As with company names, I normalize umlauts (München $\rightarrow$ muenchen) and strip administrative fluff (Landkreis, Stadt, Kreisfreie Stadt).

2. The Neighborhood Roll-up

This is unique to location matching. The script actively detects known boroughs and maps them to their parent city.

  • Input: “Hamburg-Altona” or “St. Pauli”

  • Output: “hamburg”

3. The “Ring” Mapping

Economic hubs often have commuter belts that users identify with the main city. The script standardizes suburbs into their economic centers where appropriate, or ensures distinct towns (like “Eschborn”) are cleaned so they can match their specific NUTS code later.

LLMs helped with the extensive list of neighbourhoods and commuting towns.

4. The “Foreign” Filter

The script contains a logic block to identify non-German cities.

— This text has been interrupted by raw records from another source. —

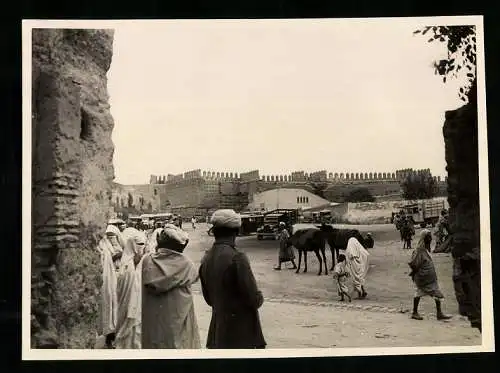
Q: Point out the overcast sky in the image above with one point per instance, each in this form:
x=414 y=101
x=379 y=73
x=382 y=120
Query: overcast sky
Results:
x=277 y=96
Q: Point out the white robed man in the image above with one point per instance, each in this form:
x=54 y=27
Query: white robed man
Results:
x=128 y=326
x=168 y=314
x=357 y=265
x=108 y=305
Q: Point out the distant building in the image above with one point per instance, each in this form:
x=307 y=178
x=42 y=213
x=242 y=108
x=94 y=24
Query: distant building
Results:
x=199 y=192
x=285 y=198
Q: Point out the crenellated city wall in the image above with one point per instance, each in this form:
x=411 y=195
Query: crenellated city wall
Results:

If a user inputs “Zürich”, “Vienna”, or “London”, these are explicitly flagged as Non-German City and excluded from the matching process immediately.

Phase 2: The Hierarchical Waterfall

Step 1: Exact NUTS3 Match

I compare the cleaned input against the official list of NUTS3 region names.

  • Input: “Berlin” $\rightarrow$ Match: DE300 (Berlin)

  • Input: “München” $\rightarrow$ Match: DE212 (München, Kreisfreie Stadt)

Step 2: The LAU Bridge

This is the most critical step. Many user inputs are valid towns (e.g., “Eschborn”) that do not have their own NUTS3 code because they are too small. They belong to a larger district (e.g., “Main-Taunus-Kreis”).

To solve this, I utilize the LAU (Local Administrative Units) dataset. This acts as a dictionary mapping thousands of small municipalities to their parent NUTS3 region.

  • Input: “Eschborn”

  • Result: Found LAU code 06436003 $\rightarrow$ Maps to NUTS3 DE71A (Main-Taunus-Kreis).

Step 3: Fuzzy Matching

Finally, for inputs with slight typos (e.g., “Goetingen” instead of “Goettingen”), I use fuzzy matching (Jaro-Winkler distance) against both the NUTS3 list and the LAU list.

Conclusion

By combining aggressive regex cleaning with a hierarchical lookup (City $\rightarrow$ LAU $\rightarrow$ NUTS), this pipeline solves the granularity problem without expensive AI verification.